- Type: NHS hospital trust
- Established: 1993
- Disbanded: 2021
- Budget: £316 million
- Hospitals: Royal Brompton Hospital; Harefield Hospital ;
- Website: https://www.rbht.nhs.uk/

= Royal Brompton and Harefield NHS Foundation Trust =

The Royal Brompton and Harefield NHS Foundation Trust was an NHS foundation trust which ran the Royal Brompton Hospital in Kensington and Harefield Hospital in Hillingdon, London, England.

The Trust has been centrally involved in a long running row over attempts to reduce the number of children's heart surgery units in England following the enquiry into deaths of children at Bristol Royal Infirmary. It was agreed in July 2012 to end children's surgery at the Brompton, Leeds and Leicester. after an unsuccessful judicial review action by the Trust. However, in June 2013 Jeremy Hunt suspended this plan and asked NHS England to reconsider and to produce a new report at the end of July(in November 2013).

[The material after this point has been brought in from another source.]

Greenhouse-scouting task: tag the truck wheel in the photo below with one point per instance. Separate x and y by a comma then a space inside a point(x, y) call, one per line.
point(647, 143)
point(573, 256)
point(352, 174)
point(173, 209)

It was named by the Health Service Journal as one of the top hundred NHS trusts to work for in 2015. At that time it had 3125 full-time equivalent staff and a sickness absence rate of 2.49%. 92% of staff recommend it as a place for treatment and 81% recommended it as a place to work.

The trust merged with Guy's and St Thomas' NHS Foundation Trust which took place in April 2021.

==Private patients==
About 12% of the trust's income came from private patients in 2014. The Brompton Private Patient Unit has opened an outpatients clinic in Harley Street.